I used to be able to manage a house full of little ones, be pregnant, be the Primary President, be the Room-mom, volunteer on the PTA, go to play groups, keep a clean house, visit friends, do my visiting teaching, and do it all at the same time with a smile on my face.....I can't anymore. I'm TIRED. Of course some of these things I can't illiminate, nor would I want to. But over the last few years I have had to learn to say, "NO". That word has just about killed me in the past. The thought of telling someone NO gave me huge anxiety. I dreaded it, and rarely did I ever say NO.
After #5 turned about 18 months old my hectic yet peaceful world came crashing down. At that point everything outside of keeping that child from disaster became less of a priority. It took nearly all my time and energy making sure #5 didn't hurt himself, someone else, or anything that he came in contact with. Everything became a monumental task, even the simple things I used to do with ease. Nothing was easy anymore. I started having to say, NO just out of pure necessity. I just couldn't do what I used to be able to do.
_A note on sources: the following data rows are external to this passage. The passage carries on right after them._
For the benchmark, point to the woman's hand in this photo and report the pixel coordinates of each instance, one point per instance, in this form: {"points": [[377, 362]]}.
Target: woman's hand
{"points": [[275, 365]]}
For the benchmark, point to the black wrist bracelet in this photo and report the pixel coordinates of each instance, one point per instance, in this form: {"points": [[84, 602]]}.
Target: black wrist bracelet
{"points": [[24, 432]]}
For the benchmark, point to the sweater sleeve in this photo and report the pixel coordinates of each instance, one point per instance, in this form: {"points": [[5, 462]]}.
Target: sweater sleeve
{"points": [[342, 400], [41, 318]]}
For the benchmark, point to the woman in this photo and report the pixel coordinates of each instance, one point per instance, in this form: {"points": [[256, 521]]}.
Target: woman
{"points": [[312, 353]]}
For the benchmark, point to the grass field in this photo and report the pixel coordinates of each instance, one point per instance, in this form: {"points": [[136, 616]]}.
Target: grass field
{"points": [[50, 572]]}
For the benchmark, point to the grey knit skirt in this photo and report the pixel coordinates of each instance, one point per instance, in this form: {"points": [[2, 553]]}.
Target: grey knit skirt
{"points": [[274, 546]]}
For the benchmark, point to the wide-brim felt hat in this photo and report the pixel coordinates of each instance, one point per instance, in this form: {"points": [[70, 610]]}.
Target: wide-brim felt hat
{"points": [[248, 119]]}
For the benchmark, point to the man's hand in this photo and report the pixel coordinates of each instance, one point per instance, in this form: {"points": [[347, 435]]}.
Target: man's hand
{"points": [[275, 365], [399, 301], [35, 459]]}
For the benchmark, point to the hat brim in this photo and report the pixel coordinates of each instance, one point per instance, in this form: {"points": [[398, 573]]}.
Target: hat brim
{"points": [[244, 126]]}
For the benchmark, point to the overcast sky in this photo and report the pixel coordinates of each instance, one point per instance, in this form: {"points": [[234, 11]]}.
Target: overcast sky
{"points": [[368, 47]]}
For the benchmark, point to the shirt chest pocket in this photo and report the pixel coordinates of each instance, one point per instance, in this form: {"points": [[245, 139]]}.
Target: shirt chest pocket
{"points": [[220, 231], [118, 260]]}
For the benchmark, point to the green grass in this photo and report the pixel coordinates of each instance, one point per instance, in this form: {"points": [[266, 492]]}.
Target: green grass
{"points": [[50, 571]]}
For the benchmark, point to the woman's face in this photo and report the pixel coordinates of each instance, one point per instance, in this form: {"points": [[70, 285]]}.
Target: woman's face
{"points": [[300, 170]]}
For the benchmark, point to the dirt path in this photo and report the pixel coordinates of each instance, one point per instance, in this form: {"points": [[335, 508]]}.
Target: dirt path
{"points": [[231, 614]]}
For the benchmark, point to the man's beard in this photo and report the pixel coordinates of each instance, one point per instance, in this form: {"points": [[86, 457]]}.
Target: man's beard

Over the next few years I began to lose myself. I stopped hanging with friends because #5 couldn't play nice. I stopped going places because everything became a fight, a tantrum, or just pain out of control. I stopped doing a lot of the things that made me happy because anytime I turned my back disaster struck. I began to feel trapped and even resentful that this child that I loved dearly and fiercely defended was taking so much from me. At this same time Ken and I had a role reversal in our church callings. I was released from my calling that got me out of the house once a week with no kids. And he took my place being away from home. He got called to the Bishopric and I got put in cold storage, or so it felt. It was a blessing and a curse. I didn't feel like I could do more, yet I NEEDED more of something. More time to myself, more quiet, more social interaction without chasing babies, more than just cooking, cleaning and changing diapers. But I never felt like a could very safely leave #5 in the hands of anyone else. No one else could keep a good enough eye on him, no one else cared for him like I did, no one else could handle the power struggles. During this time anxiety and depression knew me well. It was a lonely time. I rarely felt like I could take in a full breathe of air. A feeling of suffocation always lingered near.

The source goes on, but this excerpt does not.